Ce fut par un motif de Cas de Conscience. J'allai droit à mon Traître en faire confidence, Et son raisonnement me vint persuader De lui donner plutôt la Cassette à garder ; Afin que pour nier, en cas de quelque enquête, J'eusse d'un faux-fuyant, la faveur toute prête, Par où ma conscience eût pleine sûreté À faire des serments contre la vérité.
Cléante
Tu es mal parti. La donation et cette cassette, c'était vraiment imprudent. Il te tient complètement. L'affronter était dangereux, tu aurais dû être plus malin.
Vous voilà mal, au moins si j'en crois l'apparence, Et la donation, et cette confidence, Sont, à vous en parler selon mon sentiment, Des démarches, par vous, faites légèrement. On peut vous mener loin avec de pareils gages, Et cet Homme, sur vous, ayant ces avantages, Le pousser est encor grande imprudence à vous, Et vous deviez chercher quelque biais plus doux.
Orgon
Une telle méchanceté sous un masque de piété ! Je l'ai recueilli quand il n'avait rien ! C'est fini, je hais tous les dévots maintenant. Je vais devenir pire qu'un démon avec eux.
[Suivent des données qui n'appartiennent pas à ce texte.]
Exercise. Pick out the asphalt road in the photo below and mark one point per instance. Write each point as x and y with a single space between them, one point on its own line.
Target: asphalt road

Quoi ! sous un beau semblant de ferveur si touchante, Cacher un cœur si double, une âme si méchante ? Et moi qui l'ai reçu gueusant, et n'ayant rien... C'en est fait, je renonce à tous les Gens de bien. J'en aurai désormais une horreur effroyable, Et m'en vais devenir, pour eux, pire qu'un Diable.
Cléante
Voilà tes excès habituels ! Tu passes toujours d'un extrême à l'autre. Tu reconnais qu'un faux dévot t'a trompé et maintenant tu veux haïr tous les vrais croyants ? Parce qu'un escroc t'a dupé, tous seraient des escrocs ? C'est absurde. Apprends à distinguer la vraie vertu de l'apparence. Ne juge pas trop vite. Évite l'imposture mais respecte la vraie foi. Si tu dois te tromper, mieux vaut pécher par excès de confiance.
Hé bien, ne voilà pas de vos emportements ! Vous ne gardez en rien les doux tempéraments. Dans la droite raison, jamais n'entre la vôtre ; Et toujours, d'un excès, vous vous jetez dans l'autre. Vous voyez votre erreur, et vous avez connu, Que par un zèle feint vous étiez prévenu : Mais pour vous corriger, quelle raison demande Que vous alliez passer dans une erreur plus grande, Et qu'avecque le cœur d'un perfide Vaurien, Vous confondiez les cœurs de tous les Gens de bien ? Quoi ! parce qu'un fripon vous dupe avec audace, Sous le pompeux éclat d'une austère grimace, Vous voulez que partout on soit fait comme lui, Et qu'aucun vrai Dévot ne se trouve aujourd'hui ? Laissez aux Libertins ces sottes conséquences, Démêlez la Vertu d'avec ses apparences, Ne hasardez jamais votre estime trop tôt, Et soyez, pour cela, dans le milieu qu'il faut. Gardez-vous, s'il se peut, d'honorer l'Imposture : Mais au vrai zèle aussi n'allez pas faire injure ; Et s'il vous faut tomber dans une extrémité, Péchez plutôt encor de cet autre côté.